A diferença entre Francis Bacon e Paula Rego, por exemplo, talvez esteja aí:

. Francis Bacon é destrutivo mas constrói uma outra perspectiva sobre a realidade;

. Já Paula Rego constrói um labirinto interno, uma teia de sentimentos sombrios dos quais não se consegue libertar.


Aquilo que em outros artistas é uma alavanca criativa avançada, na obra de Rego fica-se pela primeira fase e o instrumento criativo torna-se, ele próprio, em objectivo final.

E se por esta altura da sua vida ainda não se conseguiu libertar deste estado psicológico, temo que nunca o conseguirá fazer.

É pena. É uma pena para a sua vida pessoal.

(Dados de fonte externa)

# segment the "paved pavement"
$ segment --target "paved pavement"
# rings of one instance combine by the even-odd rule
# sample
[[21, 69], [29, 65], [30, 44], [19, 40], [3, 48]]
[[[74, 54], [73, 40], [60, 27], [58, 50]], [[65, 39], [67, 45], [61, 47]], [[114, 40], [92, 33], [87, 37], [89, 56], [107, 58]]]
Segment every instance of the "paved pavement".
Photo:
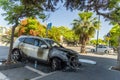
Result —
[[[0, 58], [6, 58], [7, 52], [8, 48], [0, 47]], [[35, 69], [34, 62], [29, 62], [24, 67], [0, 71], [0, 80], [120, 80], [120, 71], [110, 70], [116, 65], [116, 55], [88, 53], [80, 58], [96, 61], [96, 64], [82, 63], [76, 72], [52, 72], [47, 65], [39, 64]]]

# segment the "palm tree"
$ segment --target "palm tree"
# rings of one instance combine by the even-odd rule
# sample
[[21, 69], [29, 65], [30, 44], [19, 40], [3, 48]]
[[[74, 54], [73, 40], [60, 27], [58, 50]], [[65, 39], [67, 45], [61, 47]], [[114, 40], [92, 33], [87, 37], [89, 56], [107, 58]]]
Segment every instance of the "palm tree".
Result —
[[79, 36], [81, 53], [85, 53], [86, 43], [94, 36], [96, 29], [99, 29], [100, 23], [92, 17], [92, 12], [82, 12], [78, 15], [79, 19], [73, 20], [73, 30]]

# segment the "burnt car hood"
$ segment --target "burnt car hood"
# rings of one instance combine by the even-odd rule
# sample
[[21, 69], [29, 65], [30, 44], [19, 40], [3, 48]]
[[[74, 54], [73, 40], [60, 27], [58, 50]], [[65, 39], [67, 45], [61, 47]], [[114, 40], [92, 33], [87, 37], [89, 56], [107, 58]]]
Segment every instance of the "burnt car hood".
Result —
[[71, 55], [78, 55], [79, 53], [74, 51], [74, 50], [71, 50], [71, 49], [67, 49], [67, 48], [64, 48], [64, 47], [54, 47], [60, 51], [64, 51], [66, 52], [67, 54], [71, 54]]

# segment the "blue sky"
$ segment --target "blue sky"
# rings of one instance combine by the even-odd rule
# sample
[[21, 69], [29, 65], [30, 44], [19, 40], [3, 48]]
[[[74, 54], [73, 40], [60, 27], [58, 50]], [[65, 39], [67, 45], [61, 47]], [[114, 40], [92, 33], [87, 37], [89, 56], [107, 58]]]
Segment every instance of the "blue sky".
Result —
[[[3, 10], [0, 9], [0, 14], [3, 13]], [[45, 21], [45, 23], [52, 22], [53, 26], [66, 26], [69, 28], [72, 28], [72, 21], [76, 18], [78, 18], [79, 11], [67, 11], [64, 8], [60, 8], [55, 12], [50, 12], [50, 17], [48, 20]], [[95, 15], [94, 15], [95, 16]], [[112, 28], [112, 25], [109, 25], [109, 22], [105, 21], [104, 18], [100, 17], [101, 21], [101, 28], [99, 31], [99, 38], [103, 39], [103, 36], [109, 32], [109, 30]], [[4, 27], [10, 27], [11, 25], [7, 24], [4, 20], [4, 17], [0, 15], [0, 26]], [[96, 35], [95, 37], [96, 38]]]

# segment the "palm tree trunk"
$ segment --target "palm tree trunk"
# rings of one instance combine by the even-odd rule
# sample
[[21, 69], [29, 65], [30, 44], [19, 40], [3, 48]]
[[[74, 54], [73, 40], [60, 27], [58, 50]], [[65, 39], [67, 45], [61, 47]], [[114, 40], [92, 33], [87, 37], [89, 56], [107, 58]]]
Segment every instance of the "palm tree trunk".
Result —
[[11, 62], [11, 54], [12, 54], [12, 48], [13, 48], [13, 42], [14, 42], [14, 32], [15, 32], [15, 28], [18, 24], [16, 23], [13, 27], [12, 27], [12, 34], [11, 34], [11, 42], [10, 42], [10, 48], [9, 48], [9, 54], [8, 54], [8, 59], [7, 59], [7, 63]]
[[84, 38], [82, 39], [82, 43], [81, 43], [81, 53], [82, 54], [85, 54], [86, 51], [85, 51], [85, 46], [86, 46], [86, 41], [84, 40]]
[[[119, 23], [119, 30], [120, 30], [120, 23]], [[118, 39], [118, 57], [117, 57], [117, 65], [118, 68], [120, 70], [120, 35], [119, 35], [119, 39]]]

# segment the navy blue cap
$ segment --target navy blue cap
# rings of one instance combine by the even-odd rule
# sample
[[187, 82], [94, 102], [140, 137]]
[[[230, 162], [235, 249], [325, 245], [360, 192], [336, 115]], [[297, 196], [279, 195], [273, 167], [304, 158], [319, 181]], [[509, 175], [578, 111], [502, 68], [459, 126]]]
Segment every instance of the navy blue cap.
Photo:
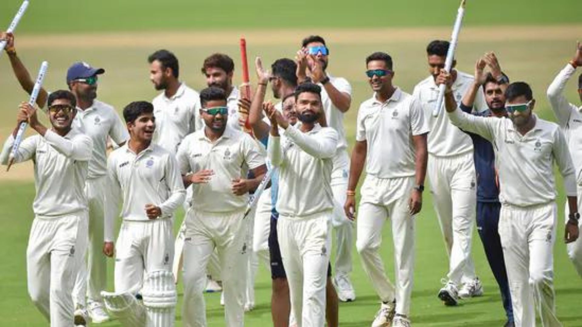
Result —
[[105, 72], [102, 68], [93, 68], [86, 62], [76, 62], [67, 70], [67, 84], [79, 79], [86, 79]]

Mas é uma pena ainda maior que um país de tão grandes talentos continue a adorar o chão que ela pisa e onde ela por vezes tropeça, sendo que a sua obra evidencia uma visão distorcida, e porque não dizê-lo, doentia, de quem olha para a vida por uma lente desfocada, crendo que é essa a realidade.


É uma enorme pintora ? Sim, é. Não haja dúvidas, ninguém as tem.


E, no entanto…

- Vieira da Silva era amada;

- Paula Rego é invejada.


E isso fazia – e faz – toda a diferença do mundo.